Title: The Undercover Economist
Author: Tim Harford
Number of pages: 278
Started: 28 January 2009
Finished: 2 February 2009
I would like to thank you for buying this book, but if you’re anything like me you haven’t bought it at all. Instead, you’ve carried it into the bookstore café and even now are sipping a cappuccino in comfort while you decide whether it’s worth your money.

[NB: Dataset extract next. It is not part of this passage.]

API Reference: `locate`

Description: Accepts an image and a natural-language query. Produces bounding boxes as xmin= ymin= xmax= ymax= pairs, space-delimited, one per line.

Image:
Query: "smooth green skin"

Who makes most money from the demand for cappuccinos early in the morning at Waterloo Station? Why is it impossible to get a foot on the property ladder? How does the Mafia make money from laundries when street gangs pushing drugs don't? Who really benefits from immigration? How can China, in just fifty years, go from the world's worst famine to one of the greatest economic revolutions of all time, lifting a million people out of poverty a month? Looking at familiar situations in unfamiliar ways, The Undercover Economist is a fresh explanation of the fundamental principles of the modern economy, illuminated by examples from the streets of London to the booming skyscrapers of Shanghai to the sleepy canals of Bruges. Leaving behind textbook jargon and equations, Tim Harford will reveal the games of signals and negotiations, contests of strength and battles of wit that drive not only the economy at large but the everyday choices we make.
What I thought:
This book was ok. Not one of the best books I have read and not one that I always found very readable, but it was ok.
I thought the author made some interesting assertions. But I also felt that he always felt his interpretation of the world was right, but was a bit lacking in actually providing the evidence to back up what he was saying. That doesn’t mean he was wrong – but it also didn’t necessarily mean that he was right.

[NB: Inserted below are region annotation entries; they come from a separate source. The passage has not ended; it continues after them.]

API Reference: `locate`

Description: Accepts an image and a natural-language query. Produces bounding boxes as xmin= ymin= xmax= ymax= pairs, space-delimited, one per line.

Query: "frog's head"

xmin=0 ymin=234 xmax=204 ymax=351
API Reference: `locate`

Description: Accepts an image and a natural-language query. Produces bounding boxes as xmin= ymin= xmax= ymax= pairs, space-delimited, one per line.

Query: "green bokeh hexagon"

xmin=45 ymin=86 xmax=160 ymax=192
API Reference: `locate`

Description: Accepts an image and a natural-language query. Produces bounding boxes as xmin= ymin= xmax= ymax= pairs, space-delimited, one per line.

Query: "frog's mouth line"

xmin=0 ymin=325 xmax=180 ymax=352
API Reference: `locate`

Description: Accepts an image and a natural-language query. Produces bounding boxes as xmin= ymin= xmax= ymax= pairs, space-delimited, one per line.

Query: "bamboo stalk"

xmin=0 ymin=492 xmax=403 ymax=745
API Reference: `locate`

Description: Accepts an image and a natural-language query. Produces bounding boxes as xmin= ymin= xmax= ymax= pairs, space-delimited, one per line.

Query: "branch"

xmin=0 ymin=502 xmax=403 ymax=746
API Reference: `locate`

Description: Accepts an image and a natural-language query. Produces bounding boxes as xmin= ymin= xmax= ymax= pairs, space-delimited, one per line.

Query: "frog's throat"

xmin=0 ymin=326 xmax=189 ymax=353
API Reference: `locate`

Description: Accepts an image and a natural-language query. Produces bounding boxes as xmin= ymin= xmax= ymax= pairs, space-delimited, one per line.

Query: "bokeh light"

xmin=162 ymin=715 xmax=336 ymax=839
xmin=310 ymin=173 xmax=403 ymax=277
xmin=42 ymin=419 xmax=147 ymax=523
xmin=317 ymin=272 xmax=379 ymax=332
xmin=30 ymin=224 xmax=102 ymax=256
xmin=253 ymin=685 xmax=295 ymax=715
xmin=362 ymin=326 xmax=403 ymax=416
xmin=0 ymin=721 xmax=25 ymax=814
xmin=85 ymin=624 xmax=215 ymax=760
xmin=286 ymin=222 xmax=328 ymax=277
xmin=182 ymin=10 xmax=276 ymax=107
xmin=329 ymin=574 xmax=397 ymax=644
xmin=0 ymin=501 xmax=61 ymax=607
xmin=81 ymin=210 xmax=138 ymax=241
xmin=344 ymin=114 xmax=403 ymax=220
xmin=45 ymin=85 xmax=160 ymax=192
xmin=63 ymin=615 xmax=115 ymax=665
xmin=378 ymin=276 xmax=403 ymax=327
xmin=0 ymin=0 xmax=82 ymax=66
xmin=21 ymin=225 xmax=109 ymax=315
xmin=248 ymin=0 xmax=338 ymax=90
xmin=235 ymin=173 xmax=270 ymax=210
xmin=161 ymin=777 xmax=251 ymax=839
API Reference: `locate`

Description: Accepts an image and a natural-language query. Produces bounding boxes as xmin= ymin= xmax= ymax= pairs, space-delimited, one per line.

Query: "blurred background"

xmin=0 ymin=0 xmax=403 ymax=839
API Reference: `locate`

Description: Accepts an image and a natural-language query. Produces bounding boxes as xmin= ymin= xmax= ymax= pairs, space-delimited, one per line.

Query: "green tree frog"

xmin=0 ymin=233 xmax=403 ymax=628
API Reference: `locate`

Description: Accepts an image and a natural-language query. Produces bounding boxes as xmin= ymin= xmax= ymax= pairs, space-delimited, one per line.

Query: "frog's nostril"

I also felt that it jumped too much on the “let’s look at the ordinary and turn it on its head” principle. That can work, but I think it has to be a more engaging book to really succeed.
I do think it was a book that could prompt a reader to question the decisions they make and reconsider the way they deal with things. But with out the evidence for his assertions it is more difficult to follow those trains of thoughts through for yourself.